A judge has ordered American pharmaceutical giant Johnson & Johnson to pay out over $572 million to Oklahoma for helping fuel the state’s opioid epidemic.
The ruling is the first against a drug manufacturer in the US’s ongoing battle against the opioid crisis. Cleveland County District Judge Thad Balkman ordered that the funds be used to help Oklahoma fight the drug problem.
JOHNSON & JOHNSON IS EXPECTED TO APPEAL THE RULING
The suit was originally brought by Oklahoma’s attorney general, who argued that the company produced much of the raw opium other drug companies used to make their opiate painkillers and said Johnson & Johnson was involved in aggressive and misleading marketing in their attempt to portray opiates as safe and effective, downplaying the addiction risks associated with the drugs.
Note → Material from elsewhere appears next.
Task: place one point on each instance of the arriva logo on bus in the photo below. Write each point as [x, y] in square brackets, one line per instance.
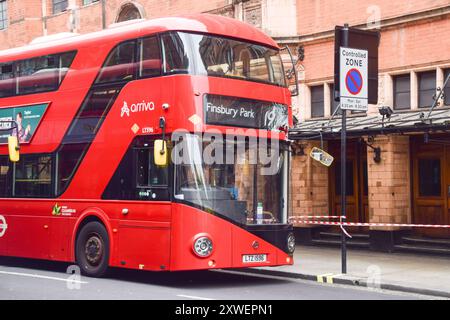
[136, 107]
[3, 226]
Balkman said in a 42-page decision that the company’s marketing campaign was “false, misleading and dangerous,” which led to “exponentially increasing rates of addiction, overdose deaths, and Neonatal Abstinence Syndrome”. “As a matter of law, I find that defendants’ actions caused harm, and those harms are the kinds recognized by 50 O.S. § 1 because those actions annoyed, injured or endangered the comfort, repose, health or safety of Oklahomans,” he wrote, referencing the relevant state law under which the suit was brought.